Critical Reflection

Plagiarism in Academic Programming: There’s only one way to implement this

It is the aim of courses and modules related to computer science, video games and programming that we ensure graduates understand how to implement robust, secure and reusable code in their courseworks as part of their learning outcomes (Koss & Ford, 2013). Koss & Ford observe that learning to program is not a single event for beginners but a process. Students will reuse widely adopted code. We observe that such reuse is also prevalent by industry professionals. Although, when code reuse is not available implementation too is a rigid process where plagiarism can appear.

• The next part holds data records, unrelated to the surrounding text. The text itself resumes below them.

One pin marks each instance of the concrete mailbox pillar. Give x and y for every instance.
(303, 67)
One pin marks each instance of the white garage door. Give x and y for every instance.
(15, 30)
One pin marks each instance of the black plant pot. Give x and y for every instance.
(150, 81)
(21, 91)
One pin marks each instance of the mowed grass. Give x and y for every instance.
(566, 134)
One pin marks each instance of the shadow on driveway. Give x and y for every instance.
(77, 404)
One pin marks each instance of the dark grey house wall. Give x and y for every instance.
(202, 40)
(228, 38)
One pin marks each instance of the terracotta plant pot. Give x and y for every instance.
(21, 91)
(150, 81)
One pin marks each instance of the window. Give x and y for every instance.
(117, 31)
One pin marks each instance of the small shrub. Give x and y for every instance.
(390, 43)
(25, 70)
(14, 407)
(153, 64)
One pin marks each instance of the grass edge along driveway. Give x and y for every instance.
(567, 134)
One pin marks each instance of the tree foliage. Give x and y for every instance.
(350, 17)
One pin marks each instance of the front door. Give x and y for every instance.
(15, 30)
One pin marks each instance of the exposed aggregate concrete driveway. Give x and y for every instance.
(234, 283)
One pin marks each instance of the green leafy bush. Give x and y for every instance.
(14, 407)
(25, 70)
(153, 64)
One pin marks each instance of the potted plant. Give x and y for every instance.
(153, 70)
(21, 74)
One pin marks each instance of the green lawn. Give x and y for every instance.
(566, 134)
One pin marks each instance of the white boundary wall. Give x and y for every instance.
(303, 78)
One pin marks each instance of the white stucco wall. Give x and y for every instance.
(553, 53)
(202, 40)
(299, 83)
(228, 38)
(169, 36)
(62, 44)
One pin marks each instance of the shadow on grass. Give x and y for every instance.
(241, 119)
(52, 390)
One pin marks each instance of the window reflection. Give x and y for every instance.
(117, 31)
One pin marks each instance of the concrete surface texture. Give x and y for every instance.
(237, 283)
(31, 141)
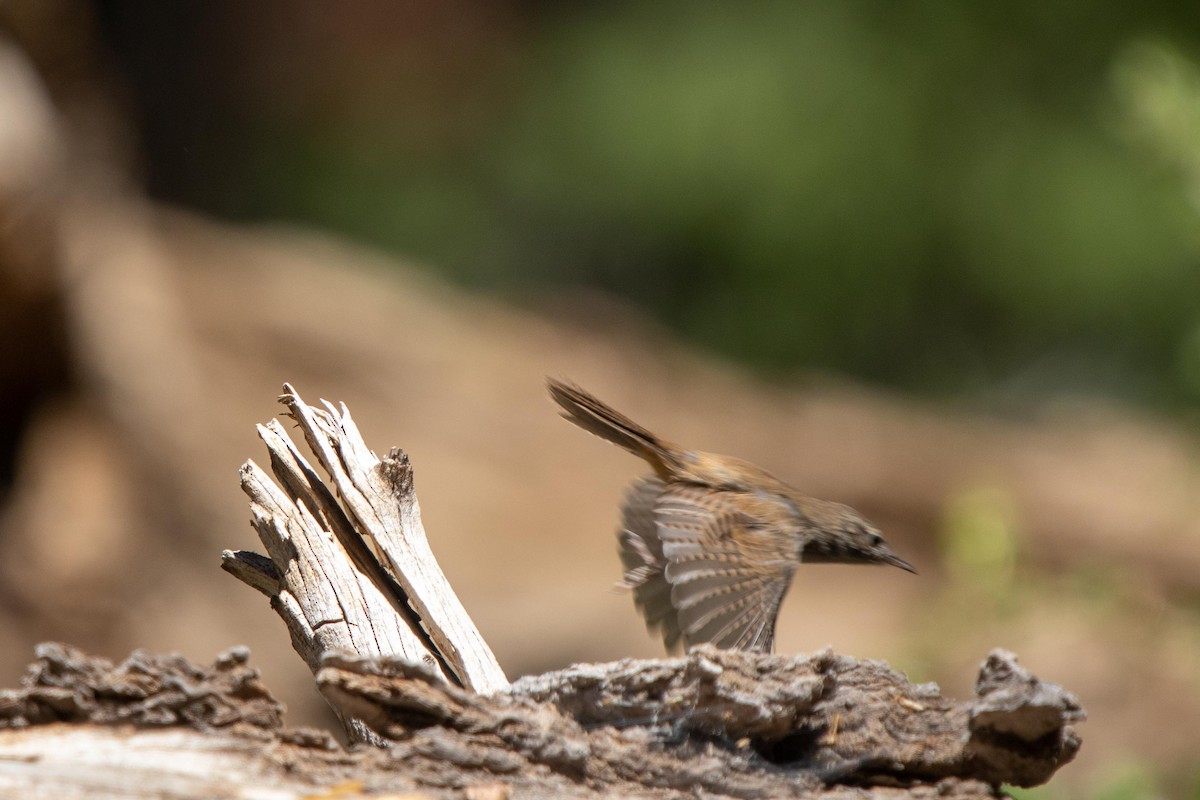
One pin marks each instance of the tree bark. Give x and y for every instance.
(349, 571)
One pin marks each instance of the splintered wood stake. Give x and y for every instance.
(348, 566)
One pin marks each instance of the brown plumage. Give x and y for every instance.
(709, 542)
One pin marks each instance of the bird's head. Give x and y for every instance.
(845, 536)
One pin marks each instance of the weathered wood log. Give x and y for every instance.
(725, 725)
(351, 572)
(348, 565)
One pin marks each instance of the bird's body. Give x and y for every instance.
(709, 542)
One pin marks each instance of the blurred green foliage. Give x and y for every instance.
(976, 199)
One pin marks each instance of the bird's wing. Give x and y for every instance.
(641, 554)
(726, 565)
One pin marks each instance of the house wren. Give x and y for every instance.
(709, 542)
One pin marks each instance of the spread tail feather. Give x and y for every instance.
(599, 419)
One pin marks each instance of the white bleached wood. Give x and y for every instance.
(349, 565)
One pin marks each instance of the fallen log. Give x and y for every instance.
(349, 571)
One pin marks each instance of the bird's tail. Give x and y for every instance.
(600, 419)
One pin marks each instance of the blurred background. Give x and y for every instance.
(937, 262)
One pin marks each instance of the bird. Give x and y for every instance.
(709, 543)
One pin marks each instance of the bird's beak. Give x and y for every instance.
(895, 560)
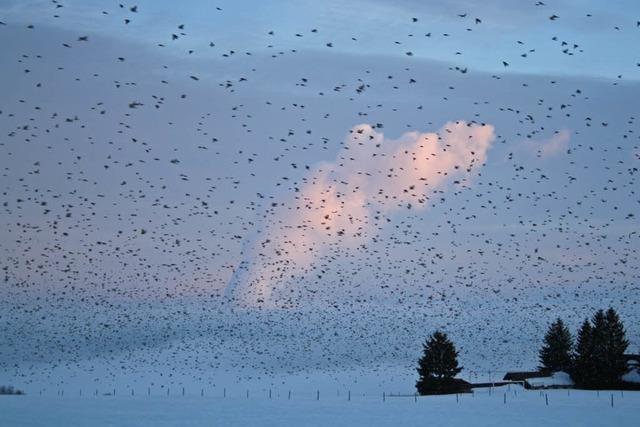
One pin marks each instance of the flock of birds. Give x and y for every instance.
(180, 208)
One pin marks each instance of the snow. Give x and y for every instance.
(559, 379)
(633, 376)
(483, 408)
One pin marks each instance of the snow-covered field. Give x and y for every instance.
(503, 406)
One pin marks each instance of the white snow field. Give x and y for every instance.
(507, 405)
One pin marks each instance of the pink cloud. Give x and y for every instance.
(340, 199)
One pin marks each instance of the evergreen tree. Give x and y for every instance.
(599, 349)
(438, 366)
(599, 357)
(617, 343)
(555, 354)
(583, 361)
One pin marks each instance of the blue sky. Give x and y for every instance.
(179, 185)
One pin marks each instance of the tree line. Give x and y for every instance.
(596, 359)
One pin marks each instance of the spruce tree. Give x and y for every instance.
(555, 354)
(582, 369)
(617, 343)
(599, 357)
(599, 349)
(438, 365)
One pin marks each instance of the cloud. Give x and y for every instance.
(342, 204)
(553, 146)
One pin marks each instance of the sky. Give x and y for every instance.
(311, 185)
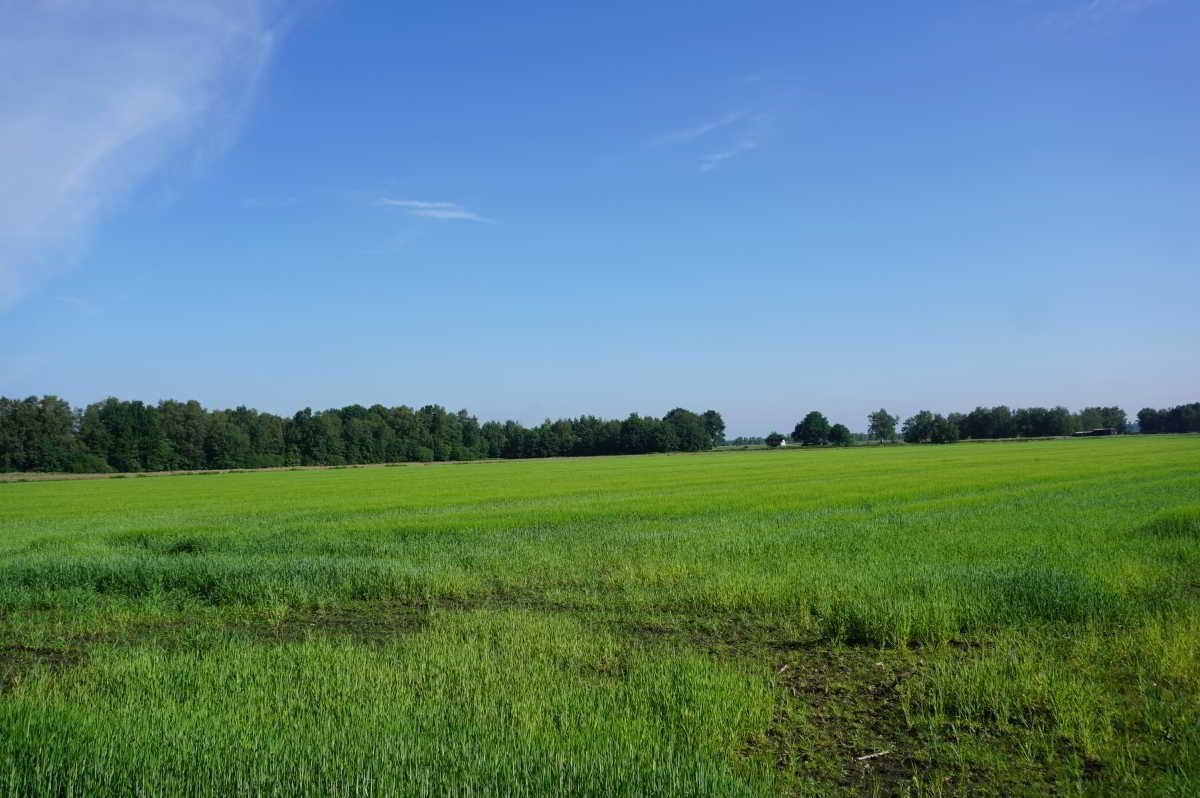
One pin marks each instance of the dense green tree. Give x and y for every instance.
(813, 431)
(881, 425)
(715, 427)
(943, 430)
(689, 431)
(918, 429)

Implementation of code must meet specifications defined in design documents. As a result one student’s implementation can and often will be similar or identical to another (Lindoo, 2013). In addition further contextualisation of code when applied to a variety of problems can bear many similarities, such as problems set by educators. Lindoo notes that programming tools, libraries and code repositories such as GitHub[1] make programming accessible but also makes plagiarism somewhat accidental in act.

Academics teaching programming modules must aspire to reflect industry practices in relation to collaboration and implementation but ultimately they must to continue to combat academic impropriety. On the latter there are tools developed for detecting code plagiarism (Le et al., 2013) and students should be educated on these techniques. Le et al., also observe that such tools can be used as an educational tool for students, providing them with feedback to improve their paraphrasing, code reuse and citation skills.

There are an array of Programming languages available to all. The choice of which programming language to use is for the individual or the module leader however each programming language however suited to the task at hand will offer identical or similar functionality, for example managing file systems or performing calculations. Even though the programmatic syntax is often different between two languages (Cui, Dang, Fischer, & Ibarra, 2013) it has been demonstrated that there can be at least a 50% similarity between two different programming languages performing the same task and most show 90% similarity. Therefore the margin where plagiarism can be positively identified is rather small.

Intake into Computer Science courses and similar disciplines has increased exponentially, in the Liverpool John Moores University, the School of Computing and Mathematical Sciences has seen module attendance triple in recent years from 100 to 300 students. As a result the assessment of programming coursework is increasingly difficult.

Trends in beginner programmers, industry professionals and languages appear to conflict with the ridged and traditional notion of plagiarism and academic impropriety. It is of utmost importance that computer scientists responsible for undergraduates properly educate citation for code, avoiding accidental plagiarism. It is also of recommendation that code is not only checked for plagiarism computationally but also version control systems such as GitHub are used. Version control systems provide atomic historical changes to code with author comments that educators and peers can access to visualise and inspect a learner’s programming process. Such can highlight genuine copy and paste plagiarism techniques but beneficially can lead to critical code peer review[2]. Version control is also an industry practice as the history of code changes allow programmers to revert back to old code should new code fail to be robust or secure, whilst encouraging code reuse.


Cui, C., Dang, Z., Fischer, T. R., & Ibarra, O. H. (2013). Similarity in languages and programs. Theoretical Computer Science, 498, 58–75. doi:10.1016/j.tcs.2013.05.040

Koss, I., & Ford, R. (2013). Authorship Is Continuous: Managing Code Plagiarism. IEEE Security & Privacy. Retrieved from

Le, T., Carbone, A., Sheard, J., Schuhmacher, M., de Raath, M., & Johnson, C. (2013). Educating Computer Programming Students about Plagiarism through Use of a Code Similarity Detection Tool. 2013 Learning and Teaching in Computing and Engineering, 98–105. doi:10.1109/LaTiCE.2013.37

Lindoo, E. (2013). In an effort to reduce accidental plagiarism by computer science students. Journal of Computing Sciences in Colleges, 79–84. Retrieved from


Wiegers, Karl Eugene. Peer reviews in software: A practical guide. Boston: Addison-Wesley, 2002.

[1] is an online resource where source code for programmes can be uploaded. It features a range of collaborative tools that include version control, bug tracking, activity and others that support best practices in industry.

[2] Code peer review is the critical assessment of code. The practice provides feedback by peers and is noticeably has a positive impact on learning (Wiegers, 2002).